Pria itu menghentakkan jarinya dengan kasar pada tuts dan mendesah marah. Sudah bertahun-tahun dia menekuni musik ini. Tetapi, tidak satu haripun dia merasa senang, ataupun menikmati hal ini. Kenapa? Karena dia tidak menyukainya.
"Kalo lo, terus main kayak gitu. Yang ada piano lo rusak." pria itu menoleh pada seorang pria jangkung yang sedang berjalan kearahnya, "Santai, Ren. Gue tau lo nggak suka. Tapi jangan kayak gini juga."
"Lo nggak bakal ngerti, Dlan." ya, pria yang abru saja masuk itu adalah Adlan. Pria dengan tubuh tinggi, khas pemain basket.
"Gue ngerti, makanya gue disini. Nemenin lo."
"Tapi lo nggak nemenin gue diatas panggung."
"Kalo lo mau panggung lo hancur, bawa gue." Adlan tersenyum tipis, menepuk pundak pria yang sedang merenggangkan tubuhnya itu.
"Nginep sini lagi?" Adlan mengangguk.
"Bokap lo nyuruh gue mantau lo latihan. Seenggaknya gue yang ngeliatin lo, bukan pembunuh berantai." pria itu tertawa saat mendengar ocehan Adlan, dengan adanya pria itu didekatnya. Setidaknya, dia merasa lega.
"Lo udah makan?" Adlan menggeleng.
"Gue langsung kesini, nggak sempet makan. Lagian Nyokap gue nggak masak."
"Alesan, lo. Bilang aja minta masakin." Adlan tertawa lebar, menepuk punggung pria itu kuat. Membuat senyum menular pada pria yang melihat Adlan tersenyum itu.
"Itu, lo tau." Adlan melirik pria yang masih terduduk itu dan melepaskan tangannya dari punggung pria yang menoleh bingung padanya, "Iiih--amit-amit, gue nggak mau lo masak pake keringat. Mandi dulu, sono!!" suruh Adlan lagi.
"Gila, lo. Lo nggak tau, ya? yang bikin enak itu keringat gue."
"Baru sadar gue punya temen dua sinting semua." pria itu mendengus kesal.
"Teman lo itu, siapa, sih? Nggak pernah kenalin sama dia."
"Bahaya, ntar lo naksir."
"Liat aja belum."
"Makanya jangan liat, ntar naksir. Soalnya sama gilanya sama lo."
"Bangsat, lo!!" dengusnya lagi.
"Eh, Ren. Cepetan, cacing gue udah disko."
"Lo kira gue babu, lo?"
"Emang lo babu gue?" tanya Adlan balik.
"Mau makan, nggak?"
"Oke-oke, makan-makan." cengir Adlan lagi.
***
"Ngomong-ngomong, Ren. Lo, kan primadona di sekolah--"

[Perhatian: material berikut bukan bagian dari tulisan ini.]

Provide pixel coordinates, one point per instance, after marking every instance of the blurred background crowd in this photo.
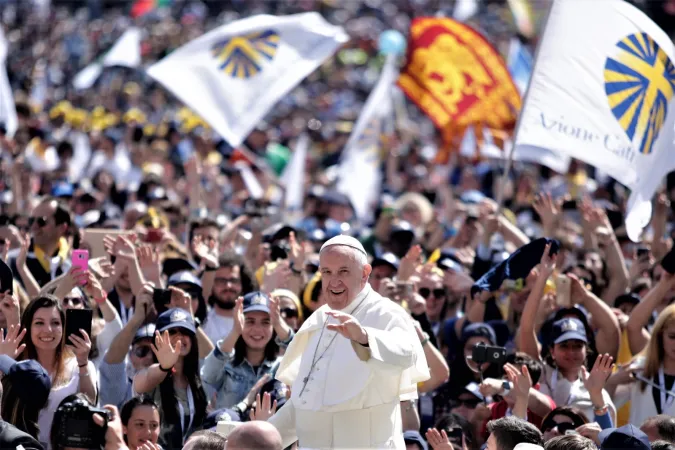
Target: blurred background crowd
(125, 171)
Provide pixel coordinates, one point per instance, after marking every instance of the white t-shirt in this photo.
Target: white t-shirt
(571, 393)
(56, 396)
(217, 327)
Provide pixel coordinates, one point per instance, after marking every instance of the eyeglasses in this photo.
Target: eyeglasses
(289, 313)
(563, 427)
(73, 301)
(469, 403)
(41, 221)
(425, 292)
(141, 351)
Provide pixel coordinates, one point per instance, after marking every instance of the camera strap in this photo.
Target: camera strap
(667, 398)
(181, 411)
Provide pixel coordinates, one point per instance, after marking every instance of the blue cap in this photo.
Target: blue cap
(30, 380)
(628, 437)
(569, 329)
(145, 332)
(256, 301)
(63, 189)
(184, 277)
(175, 318)
(414, 437)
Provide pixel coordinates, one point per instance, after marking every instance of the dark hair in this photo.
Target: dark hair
(172, 429)
(570, 442)
(535, 368)
(134, 402)
(44, 301)
(271, 350)
(58, 417)
(208, 440)
(511, 431)
(452, 420)
(17, 412)
(578, 418)
(665, 426)
(662, 445)
(248, 281)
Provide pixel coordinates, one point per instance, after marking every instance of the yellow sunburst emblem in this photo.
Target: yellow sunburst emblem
(639, 82)
(244, 56)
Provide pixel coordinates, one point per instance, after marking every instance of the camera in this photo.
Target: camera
(488, 354)
(75, 426)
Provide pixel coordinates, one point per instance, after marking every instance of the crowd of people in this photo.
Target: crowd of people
(196, 292)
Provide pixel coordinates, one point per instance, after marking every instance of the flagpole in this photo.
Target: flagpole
(509, 161)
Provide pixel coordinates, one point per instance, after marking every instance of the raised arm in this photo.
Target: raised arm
(527, 337)
(608, 338)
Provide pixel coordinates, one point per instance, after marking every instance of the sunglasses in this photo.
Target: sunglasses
(469, 403)
(425, 292)
(73, 301)
(289, 313)
(563, 427)
(41, 221)
(142, 351)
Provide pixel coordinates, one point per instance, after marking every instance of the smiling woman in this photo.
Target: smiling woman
(68, 367)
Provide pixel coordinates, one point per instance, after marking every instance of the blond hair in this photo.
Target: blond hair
(654, 353)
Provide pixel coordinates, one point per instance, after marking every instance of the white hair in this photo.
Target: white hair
(356, 254)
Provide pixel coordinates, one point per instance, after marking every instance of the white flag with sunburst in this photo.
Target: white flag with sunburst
(602, 92)
(232, 76)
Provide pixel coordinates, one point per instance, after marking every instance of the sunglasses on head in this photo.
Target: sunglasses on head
(41, 221)
(469, 403)
(563, 427)
(141, 351)
(425, 292)
(289, 313)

"Lo kira gue apa?" dengus Rendi kesal.
"Hehe--gue mau nembak cewek. Tapi, gue udah ditolak berkali-kali." Adlan cengegesan sembari menonton tv, "Dia itu, galak banget. Cueknya sama cowok doang. Nggak tau kenapa."

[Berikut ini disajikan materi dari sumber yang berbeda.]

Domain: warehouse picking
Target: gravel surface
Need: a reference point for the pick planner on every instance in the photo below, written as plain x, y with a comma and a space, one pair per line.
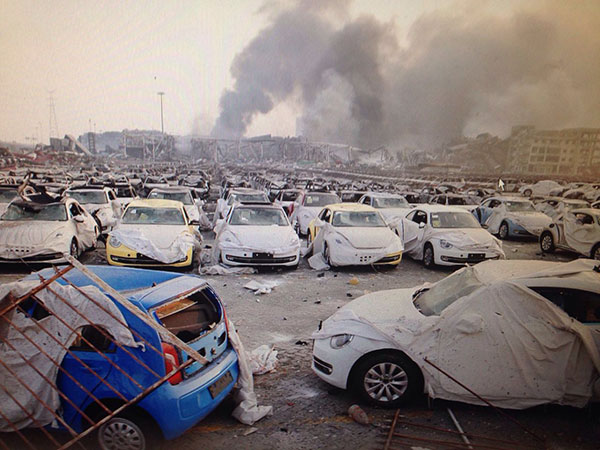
310, 414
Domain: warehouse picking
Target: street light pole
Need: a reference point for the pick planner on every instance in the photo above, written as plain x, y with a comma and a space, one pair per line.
162, 123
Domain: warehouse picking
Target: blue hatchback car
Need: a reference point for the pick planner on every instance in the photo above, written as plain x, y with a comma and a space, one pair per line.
187, 306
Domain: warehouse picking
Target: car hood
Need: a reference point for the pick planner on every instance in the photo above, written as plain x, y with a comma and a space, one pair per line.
367, 237
261, 237
162, 236
29, 233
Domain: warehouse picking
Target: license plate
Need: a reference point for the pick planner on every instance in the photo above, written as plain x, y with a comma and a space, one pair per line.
476, 255
262, 255
218, 386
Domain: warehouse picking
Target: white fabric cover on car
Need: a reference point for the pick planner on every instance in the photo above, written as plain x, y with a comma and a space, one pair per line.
504, 341
20, 373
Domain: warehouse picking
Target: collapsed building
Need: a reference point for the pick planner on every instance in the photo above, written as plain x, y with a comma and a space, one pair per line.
574, 151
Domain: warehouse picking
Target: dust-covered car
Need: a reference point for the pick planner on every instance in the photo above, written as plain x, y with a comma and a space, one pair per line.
577, 230
44, 232
519, 333
153, 233
348, 234
511, 217
258, 235
446, 235
307, 206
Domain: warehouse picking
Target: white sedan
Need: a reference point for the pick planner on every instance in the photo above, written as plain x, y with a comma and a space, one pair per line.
447, 235
258, 235
520, 333
44, 232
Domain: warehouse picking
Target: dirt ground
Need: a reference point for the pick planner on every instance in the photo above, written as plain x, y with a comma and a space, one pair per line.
310, 414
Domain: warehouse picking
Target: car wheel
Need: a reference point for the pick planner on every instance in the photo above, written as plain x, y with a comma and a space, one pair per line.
503, 231
387, 379
547, 242
121, 433
596, 252
428, 256
74, 248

"Berarti dia pernah disakitin cowok."
"Terus gimana?"
"Lima menit, lima puluh ribu."
"Anjir, Ren. Anggep aja gue mantau lo itu bayarannya." Rendi terkekeh saat melihat wajah kesal Adlan.
"Oke."
"Jadi?"
"Jadi orang, Dlan. Aduh!!" Rendi memelototi Adlan dengan kesal, pria itu baru saja memukul kepalanya dnegan keras. Sangat, tidak main-main, "Lo mau bikin gue bego, hah!!"
"Emang udah bego, lo. Gue nanya serius!!" Rendi mengelus kepalanya dengan pelan, rasa berdenyut-denyut menyerangnya karena pukulan Adlan.

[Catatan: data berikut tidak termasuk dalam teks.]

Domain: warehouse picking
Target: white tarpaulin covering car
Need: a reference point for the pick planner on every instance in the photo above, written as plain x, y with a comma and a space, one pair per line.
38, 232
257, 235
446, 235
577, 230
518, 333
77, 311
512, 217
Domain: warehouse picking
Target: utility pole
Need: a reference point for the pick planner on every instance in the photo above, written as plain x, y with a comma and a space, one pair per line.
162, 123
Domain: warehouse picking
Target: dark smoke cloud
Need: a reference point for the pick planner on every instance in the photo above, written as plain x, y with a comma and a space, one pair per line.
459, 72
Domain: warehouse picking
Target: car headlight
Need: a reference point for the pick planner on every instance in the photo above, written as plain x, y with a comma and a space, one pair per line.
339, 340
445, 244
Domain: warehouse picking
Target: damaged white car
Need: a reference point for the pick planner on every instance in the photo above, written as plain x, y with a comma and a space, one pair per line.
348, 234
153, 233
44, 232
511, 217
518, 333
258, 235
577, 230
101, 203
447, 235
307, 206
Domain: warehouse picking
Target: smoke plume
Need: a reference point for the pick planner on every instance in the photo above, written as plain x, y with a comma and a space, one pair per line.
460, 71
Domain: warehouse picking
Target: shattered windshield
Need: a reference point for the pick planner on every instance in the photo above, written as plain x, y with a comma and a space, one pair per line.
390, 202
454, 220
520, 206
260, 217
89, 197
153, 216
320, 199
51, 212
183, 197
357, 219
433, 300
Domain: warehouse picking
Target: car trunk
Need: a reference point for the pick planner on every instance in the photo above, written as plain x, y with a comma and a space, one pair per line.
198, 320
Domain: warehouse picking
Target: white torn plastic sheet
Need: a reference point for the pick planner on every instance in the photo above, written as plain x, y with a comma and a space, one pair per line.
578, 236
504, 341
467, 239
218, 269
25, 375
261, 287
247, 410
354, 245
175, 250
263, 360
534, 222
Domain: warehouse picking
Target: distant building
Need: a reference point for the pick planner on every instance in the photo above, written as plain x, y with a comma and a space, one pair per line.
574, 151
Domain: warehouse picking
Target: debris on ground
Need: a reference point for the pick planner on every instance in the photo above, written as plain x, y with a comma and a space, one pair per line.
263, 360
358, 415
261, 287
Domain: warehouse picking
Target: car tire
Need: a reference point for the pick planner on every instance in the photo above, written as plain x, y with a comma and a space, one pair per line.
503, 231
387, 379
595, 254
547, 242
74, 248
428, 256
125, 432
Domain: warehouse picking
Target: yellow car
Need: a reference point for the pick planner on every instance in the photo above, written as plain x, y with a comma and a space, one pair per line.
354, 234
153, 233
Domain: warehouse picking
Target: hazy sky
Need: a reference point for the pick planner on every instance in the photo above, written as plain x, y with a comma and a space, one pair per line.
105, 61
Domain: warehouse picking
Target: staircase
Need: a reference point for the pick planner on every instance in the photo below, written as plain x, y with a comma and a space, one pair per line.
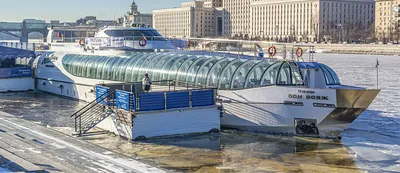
93, 113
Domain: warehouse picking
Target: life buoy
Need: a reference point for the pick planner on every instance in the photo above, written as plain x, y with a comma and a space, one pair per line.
81, 42
272, 51
142, 42
299, 52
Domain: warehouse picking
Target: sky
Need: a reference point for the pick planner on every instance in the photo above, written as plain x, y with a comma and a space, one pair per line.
71, 10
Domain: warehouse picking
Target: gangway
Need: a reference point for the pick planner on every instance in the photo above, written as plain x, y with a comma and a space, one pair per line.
126, 110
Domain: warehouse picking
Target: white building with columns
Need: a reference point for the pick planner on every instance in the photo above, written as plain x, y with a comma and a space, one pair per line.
310, 20
191, 19
278, 20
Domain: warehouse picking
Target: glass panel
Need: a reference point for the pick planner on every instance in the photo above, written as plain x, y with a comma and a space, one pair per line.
130, 76
167, 66
297, 78
201, 77
136, 70
181, 76
148, 66
253, 78
132, 33
88, 66
157, 72
239, 77
214, 73
101, 67
115, 68
75, 64
82, 65
224, 81
270, 75
131, 65
194, 68
115, 33
330, 75
96, 69
149, 35
173, 71
122, 68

"Kalo lo nggak gue anggep orang tua, lo udah gue tendang dari sini." sinis Rendi kesal.
"Jaweb!!"
"Sabar, elah. Pala gue denyut-denyut. Lo mau rasain, hah? Gila lo mukul gue, kenceng amat!! Santai aja kali." dengus Rendi.
"Terus?" Adlan sudah sangat geram dengan tingkah konyol Rendi, pria itu terkadang sangat oendiam dan sangat menyebalkan disaat bersamaan.
"Ya, lo deketin dia lah. Lo kira, apalagi? Lo cari tau apa yang buat dia kayak gitu. Terus yakinin dia. Yaudah."
"Giamna caranya?"
"Lo salah tanya orang, bro. Gue nggak pernah serius sama cewek."
"Bener salah tanya gue." dengus Adlan kesal.
"Well, gue nggak bakal biarin lo tidur dikamar gue lagi. udah cukup lo tendang gue kemaren."
"Dendam amat lo!!"
"Lo mau coba?" Adlan menggeleng sembari mendengus kesal, "Tidur dikamar tamu!!"